<…>
– Ваше слово, Лев Николаевич, должно иметь для всех огромное значение, – говорил молодой человек с длинными волосами, сидевший у столика,– Ваше отношение к этой злополучной нации не для всех одинаково ясно, и многие ждут с нетерпением, чтобы вы высказались на этот счет более или менее определенно.
Сидевший у столика старик в темной блузе, опоясанный ремнем, приподнял свою характерную лысую голову с низко нависшими седыми бровями.
– Я не люблю кричать, – сказал он, сильно пришепетывая беззубым ртом, – особенно, когда никто меня не спрашивает. Вот вы спросили – и я отвечаю. Я всегда считал несправедливым и постыдным обычаем отношение к евреям – особенно со стороны христиан. Ведь мы должны и врагов прощать, а что сделали нам евреи? За что их преследовать? За то, что они обособлены, что они изощряются в борьбе за существование, что их мало в наших школах? Да ведь это махровая нелепость. Разве евреи в этом виноваты? Нет, что же об этом говорить – ведь тут все ясно. Скажите лучше вот вы, – и старик повернулся весь к собеседнику, а чтобы лучше видеть его лицо, прикрыв глаза рукой, защищая их от свечи, - почему вы сами стали иначе, чем другие, относиться к евреям?

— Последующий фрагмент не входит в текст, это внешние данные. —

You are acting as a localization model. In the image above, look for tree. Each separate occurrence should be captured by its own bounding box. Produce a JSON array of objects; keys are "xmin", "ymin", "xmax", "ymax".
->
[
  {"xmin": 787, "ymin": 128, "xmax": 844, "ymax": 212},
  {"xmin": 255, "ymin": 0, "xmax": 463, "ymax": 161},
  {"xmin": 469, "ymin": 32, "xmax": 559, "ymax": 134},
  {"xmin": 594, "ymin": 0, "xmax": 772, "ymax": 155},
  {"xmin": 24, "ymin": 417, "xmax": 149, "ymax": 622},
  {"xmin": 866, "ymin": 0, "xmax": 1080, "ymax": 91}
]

Младший собеседник ответил не сразу, точно что-то соображая.
– Видите ли, Лев Николаевич, в гимназии у меня были друзья – евреи, с ними я учился и в университете. Мы много говорили о их положении. Потом, независимо от этого, я заинтересовался историей еврейского народа, много ею занимался, учился даже древнееврейскому языку...

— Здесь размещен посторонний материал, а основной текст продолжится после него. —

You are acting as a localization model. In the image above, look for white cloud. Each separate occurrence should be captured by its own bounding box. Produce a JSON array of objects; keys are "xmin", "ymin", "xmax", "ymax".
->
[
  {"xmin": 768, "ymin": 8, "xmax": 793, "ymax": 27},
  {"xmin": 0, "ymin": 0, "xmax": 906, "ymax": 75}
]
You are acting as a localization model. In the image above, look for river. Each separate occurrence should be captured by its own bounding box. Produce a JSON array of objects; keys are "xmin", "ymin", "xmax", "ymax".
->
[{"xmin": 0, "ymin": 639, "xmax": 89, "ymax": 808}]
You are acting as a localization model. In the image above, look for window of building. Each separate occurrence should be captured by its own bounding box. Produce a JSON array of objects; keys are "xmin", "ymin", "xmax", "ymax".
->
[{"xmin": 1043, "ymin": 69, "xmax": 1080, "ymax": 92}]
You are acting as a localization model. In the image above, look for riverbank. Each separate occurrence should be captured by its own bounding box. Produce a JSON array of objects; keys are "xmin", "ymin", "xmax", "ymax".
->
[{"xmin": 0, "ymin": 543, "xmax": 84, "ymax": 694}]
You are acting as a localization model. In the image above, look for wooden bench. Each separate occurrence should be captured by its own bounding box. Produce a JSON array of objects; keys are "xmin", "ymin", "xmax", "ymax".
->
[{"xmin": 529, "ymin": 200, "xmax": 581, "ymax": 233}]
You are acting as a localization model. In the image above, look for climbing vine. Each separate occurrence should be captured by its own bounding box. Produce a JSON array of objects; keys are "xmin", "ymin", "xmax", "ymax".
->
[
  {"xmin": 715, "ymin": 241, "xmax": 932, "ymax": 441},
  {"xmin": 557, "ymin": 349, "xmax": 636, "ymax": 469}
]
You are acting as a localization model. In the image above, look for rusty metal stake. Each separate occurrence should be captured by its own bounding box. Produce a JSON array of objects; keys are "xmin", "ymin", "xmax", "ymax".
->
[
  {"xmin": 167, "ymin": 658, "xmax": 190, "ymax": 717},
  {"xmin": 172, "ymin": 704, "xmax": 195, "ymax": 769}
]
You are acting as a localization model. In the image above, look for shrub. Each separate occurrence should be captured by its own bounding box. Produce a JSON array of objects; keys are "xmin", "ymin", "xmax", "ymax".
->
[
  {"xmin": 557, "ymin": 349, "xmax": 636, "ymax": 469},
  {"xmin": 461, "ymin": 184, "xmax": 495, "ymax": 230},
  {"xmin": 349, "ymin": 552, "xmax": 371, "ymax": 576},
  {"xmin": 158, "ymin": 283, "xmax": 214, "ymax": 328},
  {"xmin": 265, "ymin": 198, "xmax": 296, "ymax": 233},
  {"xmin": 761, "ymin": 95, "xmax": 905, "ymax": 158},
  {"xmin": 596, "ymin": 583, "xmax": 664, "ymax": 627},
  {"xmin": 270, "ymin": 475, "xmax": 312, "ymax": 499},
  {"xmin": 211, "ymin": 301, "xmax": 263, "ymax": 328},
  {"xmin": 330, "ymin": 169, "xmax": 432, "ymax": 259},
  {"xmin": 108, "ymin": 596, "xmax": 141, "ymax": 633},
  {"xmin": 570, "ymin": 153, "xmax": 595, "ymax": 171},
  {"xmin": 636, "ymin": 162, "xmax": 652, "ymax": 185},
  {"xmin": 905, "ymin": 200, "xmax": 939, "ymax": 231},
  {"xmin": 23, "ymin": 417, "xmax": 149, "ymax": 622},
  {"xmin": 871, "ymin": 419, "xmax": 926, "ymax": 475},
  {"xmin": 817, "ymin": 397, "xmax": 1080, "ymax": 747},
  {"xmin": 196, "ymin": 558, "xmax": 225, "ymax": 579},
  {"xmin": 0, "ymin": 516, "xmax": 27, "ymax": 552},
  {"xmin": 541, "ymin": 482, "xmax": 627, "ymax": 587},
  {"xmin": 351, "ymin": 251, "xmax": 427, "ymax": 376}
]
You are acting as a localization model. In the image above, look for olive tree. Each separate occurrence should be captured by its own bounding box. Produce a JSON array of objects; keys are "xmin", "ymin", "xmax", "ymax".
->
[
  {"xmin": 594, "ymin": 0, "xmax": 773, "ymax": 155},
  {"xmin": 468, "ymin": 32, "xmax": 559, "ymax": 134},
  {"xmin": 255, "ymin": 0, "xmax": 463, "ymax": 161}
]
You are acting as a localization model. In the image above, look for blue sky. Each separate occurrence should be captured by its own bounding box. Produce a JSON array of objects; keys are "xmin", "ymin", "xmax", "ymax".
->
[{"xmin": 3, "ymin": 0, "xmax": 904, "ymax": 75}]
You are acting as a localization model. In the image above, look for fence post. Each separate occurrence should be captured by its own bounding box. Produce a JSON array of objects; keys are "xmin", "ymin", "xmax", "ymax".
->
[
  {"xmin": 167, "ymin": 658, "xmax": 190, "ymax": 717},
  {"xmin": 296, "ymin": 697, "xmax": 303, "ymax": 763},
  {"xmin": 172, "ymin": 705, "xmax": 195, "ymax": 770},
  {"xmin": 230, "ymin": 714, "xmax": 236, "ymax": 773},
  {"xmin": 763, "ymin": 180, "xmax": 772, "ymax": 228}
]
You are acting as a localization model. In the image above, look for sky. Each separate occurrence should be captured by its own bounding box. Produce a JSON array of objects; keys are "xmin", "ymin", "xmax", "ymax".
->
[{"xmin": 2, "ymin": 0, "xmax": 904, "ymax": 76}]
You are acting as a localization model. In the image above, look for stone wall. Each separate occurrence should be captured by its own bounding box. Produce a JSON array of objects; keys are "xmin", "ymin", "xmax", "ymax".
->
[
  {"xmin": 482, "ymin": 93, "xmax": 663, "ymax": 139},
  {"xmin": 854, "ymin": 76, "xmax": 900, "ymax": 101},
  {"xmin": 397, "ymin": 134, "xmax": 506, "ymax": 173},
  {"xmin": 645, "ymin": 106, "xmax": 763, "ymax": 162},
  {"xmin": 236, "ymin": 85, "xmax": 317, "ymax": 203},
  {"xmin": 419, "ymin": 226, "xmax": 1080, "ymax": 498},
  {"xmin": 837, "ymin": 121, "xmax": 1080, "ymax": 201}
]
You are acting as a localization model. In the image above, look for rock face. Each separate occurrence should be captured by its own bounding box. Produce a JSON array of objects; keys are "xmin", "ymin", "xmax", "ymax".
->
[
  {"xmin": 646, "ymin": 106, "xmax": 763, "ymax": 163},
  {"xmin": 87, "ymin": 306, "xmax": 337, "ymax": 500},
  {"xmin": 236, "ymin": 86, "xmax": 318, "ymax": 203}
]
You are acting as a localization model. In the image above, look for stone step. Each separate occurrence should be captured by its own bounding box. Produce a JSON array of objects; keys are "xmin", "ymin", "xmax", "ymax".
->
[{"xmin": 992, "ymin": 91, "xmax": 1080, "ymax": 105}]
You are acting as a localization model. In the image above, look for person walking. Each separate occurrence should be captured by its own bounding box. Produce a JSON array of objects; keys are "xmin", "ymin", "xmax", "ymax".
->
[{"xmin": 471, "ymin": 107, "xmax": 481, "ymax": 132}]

– Да, да,– заметил старик, видимо оживляясь, – вот это хорошо, когда сама жизнь наталкивает на известные выводы. Пусть тeоpия придет потом на помощь... Вот, и я знал много евреев – и в большинстве, это были прекрасные люди, в лучшем смысле слова... И я учился древнееврейскому языку...
– Да, когда вы занимались Евангелием и Библией?
– В сущности, для этой цели еврейский язык и всякая ученость были совсем не нужны. К Евангелию надо подходить не с ученой книжкой, а с открытым сердцем.
– Вы изучали и Библию, Лев Николаевич? – спросил собеседник.
– Да, читаю и до сих пор, – и это огромное наслаждение. Не все там, конечно, одинаково ценно. Вот, например, книга Ионы. Не понимаю я такой морали.
Старик поднялся и легким, совсем молодым шагом прошелся по кабинету.
– Ведь та же наука установила должное понимание этой книги, – отозвался младший. Книга Ионы – лебединая песнь ветхозаветного пророчества. В ней – протест против узкого и жестокого национального обособления... Безымянный автор книги Ионы детским, бесхитростным языком произносит суд над тем, кто не желает проповедовать во спасение Ниневии, думает скрыться от Бога, и плачет, когда засохло pacтениe, под тенью которого он отдыхал... Помните: «Ты плачешь над растением, которого не растил, – как же не пожалеть Мне города, в котором более тридцати тысяч человек, не умеющих отличить правую руку от левой, и великое множество скота?»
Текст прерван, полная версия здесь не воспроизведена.